А папочка сощурился, выпятил подбородок и процедил сквозь зубы:

— Ты думаешь, просвещённого правителя интересует мнение некроманта? Да я ночей не сплю от горя, думая, что ты наследуешь престол моих предков! Будь уверен, милый сын, я найду способ обойти закон первородства. Я написал письмо Иерарху Святого Ордена. Посмотрим, что он ответит.

Придворные захихикали. А я…

Меня это известие чуть с ног не сбило. Он завещает трон кузену. Или — Людвигу Младшему, как ему Иерарх присоветует. А мне придётся узурпировать власть, свою собственную корону — через кровищу и ещё неизвестно что… Это если меня не зарежут, когда буду очередной раз ночью возвращаться с кладбища.

Справедливость и милосердие.

И я посмотрел ему в лицо. А он крикнул:

— Да я сегодня же подпишу приказ об освобождении!

И тогда я собрал Дар в луч, в тонкий клинок, почти в спицу — и воткнул ему в горло. А потом провёл ниже, к груди, где ещё чувствовал остатки его простуды — красное горячее пятно. У меня на душе было скверно.

И мой бедный батюшка захрипел и начал кашлять. К нему все бросились, лекари прибежали, притащили тазы, тряпки — а он всё кашлял, задыхался от кашля, захлёбывался. Кровь пошла горлом, а он кашлял, кашлял…

Мне хотелось сбежать из этого зала, спрятаться где-нибудь, и отреветься, и кусать пальцы, и проклясть и Дар, и мою детскую просьбу Той Самой Стороне, и мою поганую судьбу… Но я стоял и ждал.

Меня подтолкнули в спину, и я преклонил колена, и отец смотрел на меня бешено и кашлял, и на губах у него выступила кровавая пена, раздувалась пузырями, а он хотел меня проклясть, но не мог — я заткнул ему рот этим кашлем.

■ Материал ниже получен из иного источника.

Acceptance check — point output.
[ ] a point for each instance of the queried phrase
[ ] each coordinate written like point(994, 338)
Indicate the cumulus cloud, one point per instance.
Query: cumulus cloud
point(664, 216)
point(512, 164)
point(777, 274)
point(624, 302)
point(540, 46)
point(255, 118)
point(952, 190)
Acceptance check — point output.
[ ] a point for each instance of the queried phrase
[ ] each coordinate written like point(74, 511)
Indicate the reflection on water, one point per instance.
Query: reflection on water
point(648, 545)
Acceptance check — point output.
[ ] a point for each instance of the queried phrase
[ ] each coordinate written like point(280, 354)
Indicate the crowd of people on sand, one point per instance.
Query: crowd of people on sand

И он показывал на меня дрожащей рукой, и все кивали, а он уже не кашлял, а хрипел. А потом глаза у него закатились и помутнели.

Потом я стоял на коленях возле трупа и плакал. Навзрыд. Над отцом, над Людвигом, над Нэдом — и никак не мог остановиться. И все стояли вокруг кольцом и молчали, потому что тот предсмертный жест короля можно истолковать как угодно, а приходилось толковать в мою пользу, потому что отец тоже ничего не успел.

И я ощущал ненависть двора всей спиной, но мне было всё равно. Наверное, если бы в тот момент кто-нибудь захотел меня убить, у него бы это вышло. Не знаю. Никто не попытался.

На всех напал столбняк.

И тогда я сказал:

— Мой несчастный отец ошибся. Его решение было не угодно Богу. Поэтому приказа не будет. Позовите монахов, надо позаботиться о теле.

В гробовой тишине кто-то нервно хихикнул. И я подумал, что он, наверное, сейчас представляет, как я поднимаю труп короля. Может, сплясать его заставить?